A small whimper left the lips of the escapee. He was alone and he was afraid. His family, his heart remembered, were dead. His soul mate and his only son were gone - victim to the brutality and ignorance of the city mind. He had not witnessed their deaths, their final moments on the sunbaked earth, but he had heard them. A single shot had rung through the valley, one bullet to kill mother and child, one bullet to tear apart a family. Instinct took control, the will to survive dominated his mind, and he had run. Heart breaking with each stride, the familiar world crumbling behind him, he pounded on until, shaking from head to foot, he had found himself in the Big Smoke.
He did not belong here - amongst the crowds, the cursing city urchins, the fallen women, the dirt and the smoke. The sullen line of buildings and the ceaseless tramp of feet, the white noise of the city. Here there was no life. No rivers, with their turbid sweeping flood; no outback grasses, waving like fields of summer grain; no wind, no seasons, no flowers, no life. Here, this place, this was not his Australia.
He had to hide; he had to leave this place of darkness, to escape his pursuers. He knew, by instinct, that they would not stop until he was dead. They had killed his family, they had forced him out of his home, and they must complete the ‘set’. Slowly, those still walking the streets of the Big Smoke would notice him, huddled in the shadow of a towering building. He did not blend well with the insipid city folk.
Muscles rippled as he advanced, his piercing black eyes darting from side to side. He moved quickly, forcefully and with purpose, and, despite his light physique, his flurried limbs, he moved with grace. Accustomed to his body, he stood perfectly balanced – body and mind were as one. As predicted, the startled cries of onlookers pushed him further, faster. The faces of the Big Smoke falling together now, a blur, his only focus the stretch of road before him. One, two, three, four; legs forcing him forward, closer to freedom, further from his past. The road beneath his bare feet turned to earth; the silent, cold ‘trees’ began to live, to laugh, to whisper and dance - their glowing orbs of light became the luminescent moon, the bright guiding star, the bringer of night. As he ran he heard not the shouted order, heard not the screams of haste, but the Kookaburra’s laugh, the shearer’s chorus, the silver chiming of the bell-birds on the range. He was home and he was free.

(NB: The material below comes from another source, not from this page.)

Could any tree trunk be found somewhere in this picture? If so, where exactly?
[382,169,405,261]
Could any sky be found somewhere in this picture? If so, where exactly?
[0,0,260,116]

A thundering CRACK pierced through the darkness and as he fell, as he came crashing to the dusty road, his eyes shut tight - holding on to the memory, to the smell of home and the land. The bullet had hit home, his dart for freedom cut short. He had not seen the rifle, nor heard the faint ‘click’ of the trigger; his senses had focused only on his race for freedom and escape. The monsters had won, this was his home, his land, his bush, and he had lost the fight. His heart fluttered, aching still for the illusions of freedom, and with a great sigh, stilled. His gasping breathes were no more, his fight for survival faded, and as the hunters gathered, his brushy tail twitched, the earthy red hues dulled in the moon light, and the untamed life of a fox left his eyes.


The author's comments:
A short story that follows the main character as he races through an Australian city in pursuit of his freedom.